Wrapping 2020 with a subtle depreciation- What’s on the cards for the Rupee in 2021?

2020 was quite a roller coaster ride for the rupee. From a year’s low of 70.73 to printing a high of 76.91 and finally settling around 73.50 with nearly 3 percent YoY depreciation; the rupee hovered in a range of 6 rupees throughout the year.

As it’s a wrap for 2020 where the rupee remained one of the most affected and worst-performing regional currencies, let’s sees what’s on the cards for the dollar-rupee pair in 2021!

Factors that can lead to rupee depreciation:

Fiscal deficit: As with several countries struck hard by the Covid-19 pandemic and the increase in debt levels by the same, India cannot escape. Recent Statements by FM Nirmala Sitharaman hinted towards an expansionary federal budget saying that the fiscal deficit number will not be worried for because there is a need to spend the money, thereby bringing fiscal deficits under strain. However, the estimates suggest that the difference between what the government spends and its revenue might widen beyond 8 percent of GDP in 2021, i.e. more than twice of budgeted 3.5 percent. This revenue crunch will be bridged by debt and borrowings.

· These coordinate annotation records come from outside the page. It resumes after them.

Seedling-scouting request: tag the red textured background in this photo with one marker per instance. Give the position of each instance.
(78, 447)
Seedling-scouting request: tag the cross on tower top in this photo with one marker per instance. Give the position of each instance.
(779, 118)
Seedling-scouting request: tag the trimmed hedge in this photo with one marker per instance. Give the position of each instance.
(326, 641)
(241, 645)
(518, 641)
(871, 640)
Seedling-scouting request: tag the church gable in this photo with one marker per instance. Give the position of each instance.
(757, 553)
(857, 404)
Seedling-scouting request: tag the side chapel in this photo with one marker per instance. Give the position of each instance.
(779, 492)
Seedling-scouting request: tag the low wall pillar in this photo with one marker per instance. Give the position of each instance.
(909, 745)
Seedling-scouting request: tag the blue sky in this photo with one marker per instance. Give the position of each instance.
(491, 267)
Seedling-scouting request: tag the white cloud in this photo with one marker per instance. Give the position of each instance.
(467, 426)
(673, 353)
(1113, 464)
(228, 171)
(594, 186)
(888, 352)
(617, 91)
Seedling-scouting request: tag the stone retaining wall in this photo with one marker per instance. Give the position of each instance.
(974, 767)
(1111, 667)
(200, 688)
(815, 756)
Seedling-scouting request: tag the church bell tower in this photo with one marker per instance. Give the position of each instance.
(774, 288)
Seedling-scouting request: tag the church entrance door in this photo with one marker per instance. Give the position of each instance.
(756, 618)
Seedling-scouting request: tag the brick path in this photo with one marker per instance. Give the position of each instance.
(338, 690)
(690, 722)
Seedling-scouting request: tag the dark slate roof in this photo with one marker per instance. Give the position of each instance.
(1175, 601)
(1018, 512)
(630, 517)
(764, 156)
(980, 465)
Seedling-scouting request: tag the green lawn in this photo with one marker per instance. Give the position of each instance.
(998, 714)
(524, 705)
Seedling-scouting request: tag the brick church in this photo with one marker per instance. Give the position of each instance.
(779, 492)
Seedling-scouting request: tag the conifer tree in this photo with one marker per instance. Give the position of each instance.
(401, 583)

Widening trade deficits: India’s exports contracted for the second consecutive month in November after recording positive growth just for a month in September, as the second wave of the coronavirus pandemic hit consumer demand in India’s largest markets in Europe. India’s merchandise trade has been weakening even before the covid-19 pandemic hit the economy and external demand. Since June 19, the country’s exports have been negative for 15 of the past 17 months. However, since March of this year, both exports and imports started declining in high double digits. Well, these deficits will further come under strain with rising import dependency amid an increase in the oil national demand as the country goes for a gradual unlock.

Inflation high: India’s retail inflation is hovering around 7% for over 6 months remained above the RBI’s target, exhausting the central bank’s resources as it seeks ways to revive growth in the country. While fiscal support packages from major countries have been directed towards safeguarding the poorer households and small businesses, there were some misses back home such as the urban poor being left out amidst millions of Indians losing jobs. A declining labour force also means more consumers which could impact the demand in the face of supply constraints creating inflationary pressure.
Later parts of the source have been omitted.